Jeanne d'Arc et son époque : enjeux et problèmes

Problèmes des sources historiques

Enluminure représentant Jeanne d'Arc aux côtés de l'héroïne biblique Judith.
Martin Le Franc, Le Champion des dames, Paris, BnF, département des Manuscrits, ms. Français 12476, fo 101vo , 1440.

Les deux sources principales sur l'histoire de Jeanne d'Arc sont le procès de la condamnation de 1431, et le procès en nullité de la condamnation de 1455-1456. Le procès-verbal, l’instrumentum publicum[197], est rédigé quelques années plus tard sous le contrôle du principal greffier Guillaume Manchon par Thomas de Courcelles[198]. Étant des actes juridiques, elles ont l'immense avantage d'être les retranscriptions les plus fidèles des dépositions.

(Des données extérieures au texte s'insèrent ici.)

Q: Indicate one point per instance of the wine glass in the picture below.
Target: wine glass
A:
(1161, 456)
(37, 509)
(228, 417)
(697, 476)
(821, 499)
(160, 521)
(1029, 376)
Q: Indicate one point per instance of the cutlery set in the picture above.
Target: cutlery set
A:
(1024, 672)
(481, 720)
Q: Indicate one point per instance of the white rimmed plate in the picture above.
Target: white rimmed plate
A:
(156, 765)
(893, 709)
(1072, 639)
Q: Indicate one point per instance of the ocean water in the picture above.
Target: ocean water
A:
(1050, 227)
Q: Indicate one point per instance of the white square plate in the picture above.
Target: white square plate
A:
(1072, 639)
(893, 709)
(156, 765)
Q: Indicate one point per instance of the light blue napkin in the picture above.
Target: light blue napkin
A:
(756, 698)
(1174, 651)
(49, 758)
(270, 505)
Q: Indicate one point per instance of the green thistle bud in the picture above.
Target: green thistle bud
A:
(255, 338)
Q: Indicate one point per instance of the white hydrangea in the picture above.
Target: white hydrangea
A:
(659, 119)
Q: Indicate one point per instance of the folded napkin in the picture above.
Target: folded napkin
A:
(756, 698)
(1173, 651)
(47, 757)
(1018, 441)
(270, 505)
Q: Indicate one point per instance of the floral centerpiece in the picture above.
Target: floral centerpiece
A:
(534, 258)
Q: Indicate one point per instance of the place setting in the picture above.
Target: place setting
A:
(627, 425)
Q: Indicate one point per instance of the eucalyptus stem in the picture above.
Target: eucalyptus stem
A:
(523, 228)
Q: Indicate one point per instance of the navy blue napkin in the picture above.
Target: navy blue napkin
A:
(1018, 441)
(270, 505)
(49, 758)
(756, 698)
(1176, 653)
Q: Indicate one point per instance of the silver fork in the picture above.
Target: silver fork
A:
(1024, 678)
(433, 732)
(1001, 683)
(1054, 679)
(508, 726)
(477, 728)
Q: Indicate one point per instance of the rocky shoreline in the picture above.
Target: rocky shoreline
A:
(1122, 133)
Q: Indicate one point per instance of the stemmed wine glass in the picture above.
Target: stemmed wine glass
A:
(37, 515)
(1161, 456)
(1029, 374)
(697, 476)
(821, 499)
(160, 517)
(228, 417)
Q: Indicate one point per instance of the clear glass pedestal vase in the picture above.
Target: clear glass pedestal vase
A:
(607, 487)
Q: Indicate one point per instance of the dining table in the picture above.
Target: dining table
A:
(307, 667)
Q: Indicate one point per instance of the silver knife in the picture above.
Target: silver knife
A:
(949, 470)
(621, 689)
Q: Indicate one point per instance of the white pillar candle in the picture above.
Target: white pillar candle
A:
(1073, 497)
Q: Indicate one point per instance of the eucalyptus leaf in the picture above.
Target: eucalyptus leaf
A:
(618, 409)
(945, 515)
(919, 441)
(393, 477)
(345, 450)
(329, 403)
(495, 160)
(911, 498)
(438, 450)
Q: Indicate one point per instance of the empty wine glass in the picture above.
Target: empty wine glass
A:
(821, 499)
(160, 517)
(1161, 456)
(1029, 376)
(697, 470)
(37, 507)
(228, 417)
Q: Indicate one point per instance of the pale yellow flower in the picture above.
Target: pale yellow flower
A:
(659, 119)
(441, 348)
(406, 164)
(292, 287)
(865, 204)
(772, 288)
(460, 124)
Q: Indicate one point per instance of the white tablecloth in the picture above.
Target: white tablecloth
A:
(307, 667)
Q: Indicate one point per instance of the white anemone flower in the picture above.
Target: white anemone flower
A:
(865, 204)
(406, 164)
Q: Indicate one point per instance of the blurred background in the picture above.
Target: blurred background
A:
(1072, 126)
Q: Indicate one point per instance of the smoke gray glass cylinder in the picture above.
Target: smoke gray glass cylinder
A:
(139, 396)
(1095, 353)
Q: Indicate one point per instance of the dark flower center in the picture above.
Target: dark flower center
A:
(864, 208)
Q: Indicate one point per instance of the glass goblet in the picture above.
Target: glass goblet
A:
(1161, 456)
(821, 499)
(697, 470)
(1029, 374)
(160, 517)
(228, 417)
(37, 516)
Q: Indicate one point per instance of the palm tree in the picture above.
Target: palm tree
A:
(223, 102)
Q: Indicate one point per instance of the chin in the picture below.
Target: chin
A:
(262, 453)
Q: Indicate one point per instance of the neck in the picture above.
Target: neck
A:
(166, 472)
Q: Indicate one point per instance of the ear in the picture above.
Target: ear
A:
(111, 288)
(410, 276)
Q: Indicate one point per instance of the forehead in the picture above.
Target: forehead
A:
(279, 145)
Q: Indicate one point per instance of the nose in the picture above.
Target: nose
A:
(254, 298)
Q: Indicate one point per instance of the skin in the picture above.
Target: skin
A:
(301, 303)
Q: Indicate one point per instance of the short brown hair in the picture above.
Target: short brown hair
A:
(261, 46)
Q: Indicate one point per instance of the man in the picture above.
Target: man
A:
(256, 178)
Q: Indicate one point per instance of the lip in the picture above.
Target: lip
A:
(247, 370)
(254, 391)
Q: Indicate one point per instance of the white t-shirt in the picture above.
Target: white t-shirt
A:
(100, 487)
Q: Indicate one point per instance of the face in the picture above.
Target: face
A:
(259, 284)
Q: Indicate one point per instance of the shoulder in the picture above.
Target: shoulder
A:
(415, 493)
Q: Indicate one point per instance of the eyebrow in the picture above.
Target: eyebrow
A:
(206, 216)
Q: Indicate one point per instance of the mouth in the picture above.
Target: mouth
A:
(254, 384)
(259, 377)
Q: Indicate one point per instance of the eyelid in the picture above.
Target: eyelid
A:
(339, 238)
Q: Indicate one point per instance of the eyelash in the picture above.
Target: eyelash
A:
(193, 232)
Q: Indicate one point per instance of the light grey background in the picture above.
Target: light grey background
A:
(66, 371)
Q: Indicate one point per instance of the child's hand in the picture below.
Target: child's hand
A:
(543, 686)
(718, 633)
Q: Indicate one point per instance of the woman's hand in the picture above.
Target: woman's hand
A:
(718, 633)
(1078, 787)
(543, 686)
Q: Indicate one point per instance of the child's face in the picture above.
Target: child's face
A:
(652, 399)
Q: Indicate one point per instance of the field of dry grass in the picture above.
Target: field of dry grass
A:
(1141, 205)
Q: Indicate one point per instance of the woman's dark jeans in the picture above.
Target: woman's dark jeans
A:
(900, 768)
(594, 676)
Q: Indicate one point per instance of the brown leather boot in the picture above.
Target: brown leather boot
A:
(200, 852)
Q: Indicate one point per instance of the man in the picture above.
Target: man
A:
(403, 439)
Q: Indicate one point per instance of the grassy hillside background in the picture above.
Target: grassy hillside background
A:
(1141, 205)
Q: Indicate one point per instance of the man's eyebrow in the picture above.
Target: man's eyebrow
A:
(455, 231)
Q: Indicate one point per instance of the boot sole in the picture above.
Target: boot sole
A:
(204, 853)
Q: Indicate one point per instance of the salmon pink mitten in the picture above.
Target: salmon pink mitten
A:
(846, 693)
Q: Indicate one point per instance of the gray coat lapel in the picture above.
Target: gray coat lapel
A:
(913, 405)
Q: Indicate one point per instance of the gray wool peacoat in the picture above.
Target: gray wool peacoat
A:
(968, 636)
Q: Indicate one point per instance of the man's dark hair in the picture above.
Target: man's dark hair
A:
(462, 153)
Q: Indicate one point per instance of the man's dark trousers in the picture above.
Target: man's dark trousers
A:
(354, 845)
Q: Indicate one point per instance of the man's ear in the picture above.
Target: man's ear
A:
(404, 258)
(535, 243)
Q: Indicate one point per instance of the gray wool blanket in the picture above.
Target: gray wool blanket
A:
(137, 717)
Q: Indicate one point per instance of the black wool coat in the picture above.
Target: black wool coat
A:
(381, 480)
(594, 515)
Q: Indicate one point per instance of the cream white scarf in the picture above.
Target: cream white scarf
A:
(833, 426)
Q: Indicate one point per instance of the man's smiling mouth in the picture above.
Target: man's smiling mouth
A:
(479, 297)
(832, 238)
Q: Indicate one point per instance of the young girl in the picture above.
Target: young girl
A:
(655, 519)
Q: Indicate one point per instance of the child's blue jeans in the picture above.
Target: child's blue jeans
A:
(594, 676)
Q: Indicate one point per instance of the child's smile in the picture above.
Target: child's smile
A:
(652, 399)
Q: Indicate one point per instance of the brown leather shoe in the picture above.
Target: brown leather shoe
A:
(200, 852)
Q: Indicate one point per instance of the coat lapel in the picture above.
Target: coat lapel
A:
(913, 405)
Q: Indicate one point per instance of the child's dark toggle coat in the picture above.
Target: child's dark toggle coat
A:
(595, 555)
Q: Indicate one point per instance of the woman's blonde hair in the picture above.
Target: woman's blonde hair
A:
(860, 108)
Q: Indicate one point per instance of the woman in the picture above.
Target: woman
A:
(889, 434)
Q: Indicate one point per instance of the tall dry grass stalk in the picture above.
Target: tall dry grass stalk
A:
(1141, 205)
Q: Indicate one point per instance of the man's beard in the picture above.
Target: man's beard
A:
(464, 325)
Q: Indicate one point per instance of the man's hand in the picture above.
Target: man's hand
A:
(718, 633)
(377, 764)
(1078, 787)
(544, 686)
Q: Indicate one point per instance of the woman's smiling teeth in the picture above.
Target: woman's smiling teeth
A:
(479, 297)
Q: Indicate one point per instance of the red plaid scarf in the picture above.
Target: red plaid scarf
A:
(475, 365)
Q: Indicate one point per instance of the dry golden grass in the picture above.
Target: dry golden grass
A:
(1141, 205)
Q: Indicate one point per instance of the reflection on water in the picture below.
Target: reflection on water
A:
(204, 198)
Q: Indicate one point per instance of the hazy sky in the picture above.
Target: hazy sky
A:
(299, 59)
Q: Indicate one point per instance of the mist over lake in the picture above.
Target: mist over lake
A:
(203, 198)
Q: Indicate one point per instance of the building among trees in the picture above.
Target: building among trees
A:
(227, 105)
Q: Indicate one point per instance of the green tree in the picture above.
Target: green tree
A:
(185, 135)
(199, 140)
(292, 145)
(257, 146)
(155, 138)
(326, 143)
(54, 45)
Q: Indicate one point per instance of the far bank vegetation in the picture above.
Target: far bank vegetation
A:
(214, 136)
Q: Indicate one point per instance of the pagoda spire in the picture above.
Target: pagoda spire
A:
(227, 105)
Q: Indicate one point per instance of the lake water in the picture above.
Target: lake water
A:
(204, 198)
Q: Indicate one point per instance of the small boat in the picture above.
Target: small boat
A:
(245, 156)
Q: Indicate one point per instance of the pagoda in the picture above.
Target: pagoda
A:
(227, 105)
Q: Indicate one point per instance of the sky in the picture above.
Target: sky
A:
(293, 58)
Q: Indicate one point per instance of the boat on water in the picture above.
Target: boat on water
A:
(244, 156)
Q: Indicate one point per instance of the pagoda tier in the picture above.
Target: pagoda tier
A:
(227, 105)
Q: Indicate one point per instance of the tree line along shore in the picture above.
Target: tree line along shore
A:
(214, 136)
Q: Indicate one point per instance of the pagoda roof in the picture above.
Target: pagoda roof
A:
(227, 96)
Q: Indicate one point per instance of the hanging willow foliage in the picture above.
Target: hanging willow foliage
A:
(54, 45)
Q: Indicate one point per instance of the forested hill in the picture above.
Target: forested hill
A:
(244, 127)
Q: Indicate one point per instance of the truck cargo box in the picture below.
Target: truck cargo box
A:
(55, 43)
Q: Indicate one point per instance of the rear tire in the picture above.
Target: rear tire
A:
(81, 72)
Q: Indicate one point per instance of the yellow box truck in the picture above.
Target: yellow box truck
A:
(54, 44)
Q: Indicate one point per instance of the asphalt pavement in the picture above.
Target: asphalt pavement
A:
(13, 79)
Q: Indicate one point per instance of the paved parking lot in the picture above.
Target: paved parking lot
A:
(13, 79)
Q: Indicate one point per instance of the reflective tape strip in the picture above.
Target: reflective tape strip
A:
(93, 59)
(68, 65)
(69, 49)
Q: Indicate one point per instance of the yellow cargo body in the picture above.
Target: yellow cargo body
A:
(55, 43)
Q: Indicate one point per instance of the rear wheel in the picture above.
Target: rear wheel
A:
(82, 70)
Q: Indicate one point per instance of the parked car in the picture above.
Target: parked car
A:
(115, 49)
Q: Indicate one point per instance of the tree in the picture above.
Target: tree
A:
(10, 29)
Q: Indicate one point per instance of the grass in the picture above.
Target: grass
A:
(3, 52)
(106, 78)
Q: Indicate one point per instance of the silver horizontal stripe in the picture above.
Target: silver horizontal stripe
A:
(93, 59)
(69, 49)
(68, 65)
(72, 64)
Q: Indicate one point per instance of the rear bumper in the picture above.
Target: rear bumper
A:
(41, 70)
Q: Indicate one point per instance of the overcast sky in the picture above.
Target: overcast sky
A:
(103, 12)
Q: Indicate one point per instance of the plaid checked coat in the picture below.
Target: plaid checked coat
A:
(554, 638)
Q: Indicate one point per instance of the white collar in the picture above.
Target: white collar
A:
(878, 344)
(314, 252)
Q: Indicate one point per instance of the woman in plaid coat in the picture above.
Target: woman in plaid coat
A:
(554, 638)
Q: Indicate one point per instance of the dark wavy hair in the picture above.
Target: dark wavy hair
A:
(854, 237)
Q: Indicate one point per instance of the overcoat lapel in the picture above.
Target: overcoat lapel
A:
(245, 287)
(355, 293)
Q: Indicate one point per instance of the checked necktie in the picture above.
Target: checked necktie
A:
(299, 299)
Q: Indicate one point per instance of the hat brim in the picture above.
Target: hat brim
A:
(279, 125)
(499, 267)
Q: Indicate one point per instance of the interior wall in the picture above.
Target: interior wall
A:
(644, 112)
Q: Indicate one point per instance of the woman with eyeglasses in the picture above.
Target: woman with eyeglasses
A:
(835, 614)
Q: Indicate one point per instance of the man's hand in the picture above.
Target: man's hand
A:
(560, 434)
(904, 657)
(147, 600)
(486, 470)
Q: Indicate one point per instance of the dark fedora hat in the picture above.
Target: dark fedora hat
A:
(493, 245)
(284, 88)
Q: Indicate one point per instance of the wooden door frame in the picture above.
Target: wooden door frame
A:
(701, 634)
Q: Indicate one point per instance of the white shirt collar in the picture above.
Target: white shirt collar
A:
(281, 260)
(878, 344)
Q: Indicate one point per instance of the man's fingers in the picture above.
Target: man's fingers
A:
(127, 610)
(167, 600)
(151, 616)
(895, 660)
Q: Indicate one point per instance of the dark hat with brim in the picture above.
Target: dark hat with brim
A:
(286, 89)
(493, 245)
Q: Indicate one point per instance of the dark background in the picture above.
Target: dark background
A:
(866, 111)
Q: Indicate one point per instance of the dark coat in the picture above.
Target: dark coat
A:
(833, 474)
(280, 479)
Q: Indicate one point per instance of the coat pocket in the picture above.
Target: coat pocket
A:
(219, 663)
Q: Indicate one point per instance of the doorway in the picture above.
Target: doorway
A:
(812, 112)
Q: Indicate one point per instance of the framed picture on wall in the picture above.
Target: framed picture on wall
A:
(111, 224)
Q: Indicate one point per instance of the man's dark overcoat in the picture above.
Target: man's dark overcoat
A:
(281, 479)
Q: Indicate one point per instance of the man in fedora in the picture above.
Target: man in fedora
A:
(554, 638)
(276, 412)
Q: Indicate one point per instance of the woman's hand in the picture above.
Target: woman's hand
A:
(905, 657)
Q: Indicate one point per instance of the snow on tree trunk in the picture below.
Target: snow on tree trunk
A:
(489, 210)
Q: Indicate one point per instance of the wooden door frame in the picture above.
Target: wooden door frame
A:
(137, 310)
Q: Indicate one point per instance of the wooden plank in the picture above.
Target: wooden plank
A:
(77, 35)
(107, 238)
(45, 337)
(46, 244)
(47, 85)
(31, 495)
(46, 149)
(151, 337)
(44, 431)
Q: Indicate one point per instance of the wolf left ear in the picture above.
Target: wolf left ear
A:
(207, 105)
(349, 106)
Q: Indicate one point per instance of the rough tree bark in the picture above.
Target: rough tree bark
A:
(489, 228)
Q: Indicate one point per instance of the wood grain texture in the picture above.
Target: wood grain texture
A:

Mais elles ne sont pas les seules : des notices, des chroniques ont également été rédigées de son vivant, telle que la Geste des nobles François, la Chronique de la Pucelle, la Chronique de Perceval de Cagny, la Chronique de Monstrelet ou encore le Journal du siège d'Orléans et du voyage de Reims, le Ditié de Jeanne d'Arc de Christine de Pizan, le traité de Jean de Gerson. Il faut ajouter également les rapports des diplomates et autres informateurs (écrits de Jacques Gélu à Charles VII, registres du greffier du Parlement de Paris Clément de Fauquembergue).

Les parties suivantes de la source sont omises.